In a series of shifting narratives, people who are connected, both directly and indirectly, with the victim — police, family, and friends — tell their personal stories leading up to that fateful night. Lou, a social worker, grapples with the departure of her live-in boyfriend. Cheryl, an artist, mourns the premature death of her sister Rain. Paulina, a single mother, struggles to trust her new partner. Phoenix, a homeless teenager, is released from a youth detention centre. Officer Scott, a Métis policeman, feels caught between two worlds as he patrols the city. Through their various perspectives a larger, more comprehensive story about lives of the residents in Winnipeg’s North End is exposed.

About the Author: Katherena Vermette is a Canadian writer, who won the Governor General’s Award for English-language poetry in 2013 for her collection North End Love Songs. Vermette is of Metis descent and from Winnipeg, Manitoba. She was a MFA student in creative writing at the University of British Columbia.

Her children’s picture book series The Seven Teachings Stories was published by Portage and Main Press in 2015. In addition to her own publications, her work has also been published in the literary anthology Manitowapow: Aboriginal Writings from the Land of Water. She is a member of the Aboriginal Writers Collective of Manitoba, and edited the anthology xxx ndn: love and lust in ndn country in 2011.

Vermette has described her writing as motivated by an activist spirit, particularly on First Nations issues. The title of her book refers to Winnipeg’s North End.

About the defense – Candy Palmater: In her own words: “I’m a gay Native recovered lawyer turned feminist comic, who was raised by bikers in the wilds of northern New Brunswick.” Candy Palmater attended the Schulich School of Law at Dalhousie University, where she is said to have been the first Aboriginal law student in Canada to be valedictorian of her graduating class. After a brief stint practicing labour and Aboriginal law, Palmater left for a job with the Nova Scotia government, which left her evenings free to pursue her comic ambitions. She created and wrote her own national TV show, The Candy Show, for APTN, and hosted the daily interview series The Candy Palmater Show on CBC Radio in 2016.

Why Candy Palmater thinks The Break is the book Canadians need now: It’s a very cold winter night in inner-city Winnipeg, and young Stella looks out the window and sees a crime taking place, and she calls the police. From there, a very well-crafted, well-written book, a story that will not let you go but will tell you the story of different generations of Indigenous women. You get to know not just the victim but the perpetrator, and you understand how colonization has created this entire situation. Every Canadian needs to read this to understand relations.
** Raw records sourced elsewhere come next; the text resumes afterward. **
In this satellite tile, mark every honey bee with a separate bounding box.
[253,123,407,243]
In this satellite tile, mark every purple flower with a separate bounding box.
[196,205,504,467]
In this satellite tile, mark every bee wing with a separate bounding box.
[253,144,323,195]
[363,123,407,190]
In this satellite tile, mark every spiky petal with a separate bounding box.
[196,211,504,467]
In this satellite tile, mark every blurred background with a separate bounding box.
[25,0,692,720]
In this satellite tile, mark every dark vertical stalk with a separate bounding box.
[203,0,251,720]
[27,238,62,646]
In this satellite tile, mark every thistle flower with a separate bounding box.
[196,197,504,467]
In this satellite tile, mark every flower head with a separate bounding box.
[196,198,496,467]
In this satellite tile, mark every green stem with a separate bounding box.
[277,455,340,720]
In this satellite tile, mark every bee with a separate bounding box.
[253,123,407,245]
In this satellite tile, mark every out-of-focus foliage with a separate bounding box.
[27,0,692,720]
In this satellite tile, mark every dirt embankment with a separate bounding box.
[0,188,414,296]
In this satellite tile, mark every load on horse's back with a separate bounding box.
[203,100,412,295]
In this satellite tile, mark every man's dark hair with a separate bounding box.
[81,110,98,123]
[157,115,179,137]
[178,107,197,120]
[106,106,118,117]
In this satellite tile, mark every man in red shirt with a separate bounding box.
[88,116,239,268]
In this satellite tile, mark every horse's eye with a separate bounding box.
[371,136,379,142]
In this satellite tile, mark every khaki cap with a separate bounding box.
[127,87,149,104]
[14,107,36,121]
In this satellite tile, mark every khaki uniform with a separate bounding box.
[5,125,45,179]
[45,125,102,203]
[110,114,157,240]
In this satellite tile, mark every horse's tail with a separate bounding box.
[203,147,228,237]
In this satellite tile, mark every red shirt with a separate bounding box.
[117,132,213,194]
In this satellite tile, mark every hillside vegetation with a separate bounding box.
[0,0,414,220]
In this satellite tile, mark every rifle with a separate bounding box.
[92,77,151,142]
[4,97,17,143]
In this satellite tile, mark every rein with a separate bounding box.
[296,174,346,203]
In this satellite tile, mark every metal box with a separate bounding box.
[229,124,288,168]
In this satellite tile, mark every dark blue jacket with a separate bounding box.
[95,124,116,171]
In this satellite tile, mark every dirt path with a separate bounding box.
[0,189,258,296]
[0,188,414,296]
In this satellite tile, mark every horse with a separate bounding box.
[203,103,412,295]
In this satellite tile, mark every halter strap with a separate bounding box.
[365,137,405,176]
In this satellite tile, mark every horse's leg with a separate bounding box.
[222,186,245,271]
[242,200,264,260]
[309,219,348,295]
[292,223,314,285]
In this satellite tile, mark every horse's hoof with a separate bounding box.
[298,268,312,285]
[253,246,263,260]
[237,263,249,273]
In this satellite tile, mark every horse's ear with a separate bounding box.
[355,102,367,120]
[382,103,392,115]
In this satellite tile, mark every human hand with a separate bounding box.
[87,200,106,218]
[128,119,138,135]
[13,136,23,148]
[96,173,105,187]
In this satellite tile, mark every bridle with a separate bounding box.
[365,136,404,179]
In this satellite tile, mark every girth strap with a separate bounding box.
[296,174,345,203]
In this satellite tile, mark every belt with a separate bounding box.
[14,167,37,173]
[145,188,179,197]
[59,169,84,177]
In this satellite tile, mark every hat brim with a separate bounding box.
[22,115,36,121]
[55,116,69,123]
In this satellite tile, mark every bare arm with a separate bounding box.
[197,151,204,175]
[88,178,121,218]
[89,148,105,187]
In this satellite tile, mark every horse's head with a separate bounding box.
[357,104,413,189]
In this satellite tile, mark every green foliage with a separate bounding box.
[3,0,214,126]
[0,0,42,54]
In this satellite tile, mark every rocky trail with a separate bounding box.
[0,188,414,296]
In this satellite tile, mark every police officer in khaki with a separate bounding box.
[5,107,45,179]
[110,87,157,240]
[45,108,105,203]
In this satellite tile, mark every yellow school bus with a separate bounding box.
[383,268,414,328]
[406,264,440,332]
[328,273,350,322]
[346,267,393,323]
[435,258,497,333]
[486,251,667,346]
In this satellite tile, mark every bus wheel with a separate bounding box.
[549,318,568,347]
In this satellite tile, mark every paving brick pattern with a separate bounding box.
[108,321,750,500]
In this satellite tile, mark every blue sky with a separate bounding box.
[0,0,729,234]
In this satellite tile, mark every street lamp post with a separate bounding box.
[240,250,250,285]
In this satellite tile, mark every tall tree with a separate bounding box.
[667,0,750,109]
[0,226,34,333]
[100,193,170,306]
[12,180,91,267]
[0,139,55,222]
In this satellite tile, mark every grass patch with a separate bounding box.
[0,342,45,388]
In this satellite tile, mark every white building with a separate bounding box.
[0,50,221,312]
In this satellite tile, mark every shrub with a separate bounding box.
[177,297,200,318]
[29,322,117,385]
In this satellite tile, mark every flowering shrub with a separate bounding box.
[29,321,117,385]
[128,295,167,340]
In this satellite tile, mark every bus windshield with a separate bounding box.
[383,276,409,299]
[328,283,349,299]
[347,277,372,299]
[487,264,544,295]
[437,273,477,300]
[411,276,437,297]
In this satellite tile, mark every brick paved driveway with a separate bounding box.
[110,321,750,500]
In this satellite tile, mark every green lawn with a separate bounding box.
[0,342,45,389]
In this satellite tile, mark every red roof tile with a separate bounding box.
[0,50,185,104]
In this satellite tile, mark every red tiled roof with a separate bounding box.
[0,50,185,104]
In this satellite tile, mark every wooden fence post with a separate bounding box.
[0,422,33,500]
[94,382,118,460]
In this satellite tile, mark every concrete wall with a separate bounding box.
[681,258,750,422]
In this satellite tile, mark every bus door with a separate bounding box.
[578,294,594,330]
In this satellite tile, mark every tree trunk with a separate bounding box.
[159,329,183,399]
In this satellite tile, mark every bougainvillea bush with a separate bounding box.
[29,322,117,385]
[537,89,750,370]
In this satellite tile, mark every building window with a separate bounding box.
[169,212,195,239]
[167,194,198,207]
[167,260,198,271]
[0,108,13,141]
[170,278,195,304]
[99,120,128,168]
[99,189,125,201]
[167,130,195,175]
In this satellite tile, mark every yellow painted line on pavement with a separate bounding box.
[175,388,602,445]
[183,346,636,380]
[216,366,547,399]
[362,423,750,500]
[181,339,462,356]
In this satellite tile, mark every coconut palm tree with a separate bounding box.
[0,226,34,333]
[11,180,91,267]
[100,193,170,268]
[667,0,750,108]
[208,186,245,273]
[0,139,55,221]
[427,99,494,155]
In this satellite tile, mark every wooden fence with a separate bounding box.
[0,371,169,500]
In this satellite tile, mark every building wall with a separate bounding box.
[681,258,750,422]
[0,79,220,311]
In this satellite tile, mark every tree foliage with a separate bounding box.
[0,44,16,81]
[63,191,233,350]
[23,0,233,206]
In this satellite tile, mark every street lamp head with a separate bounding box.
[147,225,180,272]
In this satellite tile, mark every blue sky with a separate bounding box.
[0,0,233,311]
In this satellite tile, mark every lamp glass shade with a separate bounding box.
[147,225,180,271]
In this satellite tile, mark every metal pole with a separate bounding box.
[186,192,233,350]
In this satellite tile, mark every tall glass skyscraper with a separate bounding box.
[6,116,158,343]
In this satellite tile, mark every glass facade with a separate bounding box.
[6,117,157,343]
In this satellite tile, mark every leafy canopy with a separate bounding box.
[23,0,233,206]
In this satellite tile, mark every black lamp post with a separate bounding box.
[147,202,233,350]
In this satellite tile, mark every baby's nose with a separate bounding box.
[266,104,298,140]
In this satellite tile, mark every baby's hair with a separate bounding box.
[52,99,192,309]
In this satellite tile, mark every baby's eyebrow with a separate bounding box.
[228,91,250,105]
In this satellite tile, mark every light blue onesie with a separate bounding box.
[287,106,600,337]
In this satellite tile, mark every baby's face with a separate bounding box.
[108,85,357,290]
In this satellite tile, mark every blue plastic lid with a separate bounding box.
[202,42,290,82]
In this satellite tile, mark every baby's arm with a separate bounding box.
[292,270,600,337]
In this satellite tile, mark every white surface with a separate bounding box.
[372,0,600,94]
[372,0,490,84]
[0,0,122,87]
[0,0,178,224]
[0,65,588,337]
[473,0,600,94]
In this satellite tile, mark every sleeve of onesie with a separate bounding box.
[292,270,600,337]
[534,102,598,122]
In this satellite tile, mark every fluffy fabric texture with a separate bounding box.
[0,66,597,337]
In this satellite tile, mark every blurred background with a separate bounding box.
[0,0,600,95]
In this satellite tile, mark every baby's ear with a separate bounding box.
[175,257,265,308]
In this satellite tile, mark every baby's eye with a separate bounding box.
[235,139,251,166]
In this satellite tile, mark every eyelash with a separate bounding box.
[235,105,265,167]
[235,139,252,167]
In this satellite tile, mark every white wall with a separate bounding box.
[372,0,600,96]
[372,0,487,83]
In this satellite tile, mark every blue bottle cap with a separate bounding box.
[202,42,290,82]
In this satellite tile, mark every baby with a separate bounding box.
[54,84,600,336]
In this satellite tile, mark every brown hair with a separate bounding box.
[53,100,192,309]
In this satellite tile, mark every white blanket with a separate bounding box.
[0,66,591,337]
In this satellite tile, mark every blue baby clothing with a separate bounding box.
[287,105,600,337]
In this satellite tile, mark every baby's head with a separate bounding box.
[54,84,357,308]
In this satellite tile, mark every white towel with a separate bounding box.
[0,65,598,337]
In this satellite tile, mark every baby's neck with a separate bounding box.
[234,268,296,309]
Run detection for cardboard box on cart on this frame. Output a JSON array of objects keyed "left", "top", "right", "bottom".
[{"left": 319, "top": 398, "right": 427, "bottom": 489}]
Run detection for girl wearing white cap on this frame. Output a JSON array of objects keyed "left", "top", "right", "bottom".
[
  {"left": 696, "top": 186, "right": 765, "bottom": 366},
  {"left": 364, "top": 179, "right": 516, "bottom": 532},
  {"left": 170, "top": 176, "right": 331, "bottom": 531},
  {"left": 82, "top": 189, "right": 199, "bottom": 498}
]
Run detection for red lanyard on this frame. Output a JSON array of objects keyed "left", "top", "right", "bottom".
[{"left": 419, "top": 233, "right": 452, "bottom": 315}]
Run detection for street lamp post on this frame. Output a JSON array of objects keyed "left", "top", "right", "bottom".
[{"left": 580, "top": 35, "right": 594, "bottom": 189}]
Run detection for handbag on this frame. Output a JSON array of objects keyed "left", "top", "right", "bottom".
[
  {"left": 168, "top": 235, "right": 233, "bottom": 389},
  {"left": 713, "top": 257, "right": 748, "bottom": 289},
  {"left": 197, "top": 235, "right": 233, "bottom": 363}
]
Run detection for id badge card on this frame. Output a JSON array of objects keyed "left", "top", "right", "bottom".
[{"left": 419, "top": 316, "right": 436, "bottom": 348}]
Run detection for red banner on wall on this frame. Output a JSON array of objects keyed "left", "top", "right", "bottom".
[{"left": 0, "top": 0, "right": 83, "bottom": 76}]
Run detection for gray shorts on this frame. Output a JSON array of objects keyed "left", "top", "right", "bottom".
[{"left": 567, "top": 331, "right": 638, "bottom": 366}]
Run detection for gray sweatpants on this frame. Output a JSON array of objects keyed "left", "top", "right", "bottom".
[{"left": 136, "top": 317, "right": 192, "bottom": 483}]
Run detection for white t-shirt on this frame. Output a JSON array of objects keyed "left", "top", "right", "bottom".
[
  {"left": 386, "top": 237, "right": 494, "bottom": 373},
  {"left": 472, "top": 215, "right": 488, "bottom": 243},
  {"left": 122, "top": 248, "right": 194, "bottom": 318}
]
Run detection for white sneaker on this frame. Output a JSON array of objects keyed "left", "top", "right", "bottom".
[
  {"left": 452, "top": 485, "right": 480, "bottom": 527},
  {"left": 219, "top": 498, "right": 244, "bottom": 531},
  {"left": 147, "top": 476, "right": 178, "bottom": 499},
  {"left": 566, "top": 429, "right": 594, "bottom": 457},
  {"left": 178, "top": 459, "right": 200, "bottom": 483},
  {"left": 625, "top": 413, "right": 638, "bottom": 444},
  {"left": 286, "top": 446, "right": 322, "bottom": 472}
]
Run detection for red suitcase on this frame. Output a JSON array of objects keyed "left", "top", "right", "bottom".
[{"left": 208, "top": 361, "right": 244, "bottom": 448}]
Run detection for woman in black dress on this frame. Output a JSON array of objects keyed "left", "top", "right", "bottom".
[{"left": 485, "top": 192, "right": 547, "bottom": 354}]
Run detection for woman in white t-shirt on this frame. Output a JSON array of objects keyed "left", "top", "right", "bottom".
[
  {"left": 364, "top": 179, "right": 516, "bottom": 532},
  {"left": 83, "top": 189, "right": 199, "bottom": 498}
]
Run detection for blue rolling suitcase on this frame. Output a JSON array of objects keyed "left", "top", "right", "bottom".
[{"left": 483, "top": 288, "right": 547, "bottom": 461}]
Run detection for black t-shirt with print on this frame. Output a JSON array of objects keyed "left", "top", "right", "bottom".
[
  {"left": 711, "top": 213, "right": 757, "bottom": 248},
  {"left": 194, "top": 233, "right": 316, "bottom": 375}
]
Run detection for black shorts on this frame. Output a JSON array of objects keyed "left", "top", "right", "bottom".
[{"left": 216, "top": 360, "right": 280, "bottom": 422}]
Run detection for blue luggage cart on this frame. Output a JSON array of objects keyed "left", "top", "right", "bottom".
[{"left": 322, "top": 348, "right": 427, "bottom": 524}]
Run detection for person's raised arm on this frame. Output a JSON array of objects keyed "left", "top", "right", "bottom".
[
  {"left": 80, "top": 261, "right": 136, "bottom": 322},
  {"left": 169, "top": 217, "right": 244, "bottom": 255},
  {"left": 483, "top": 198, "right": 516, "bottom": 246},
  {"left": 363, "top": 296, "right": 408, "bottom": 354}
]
My initial thoughts: This book makes me nervous. Last year, I read Birdie by Tracey Lindberg, and I did not connect with it at all. Which is very OK, because I feel like a book like Birdie, and maybe even like The Break, are not for people like me to connect with. As a white person, I will forever be on the other side of the issues facing Indigenous people in Canada. But, I am very excited to read a story set in a familiar landscape – that of my own city.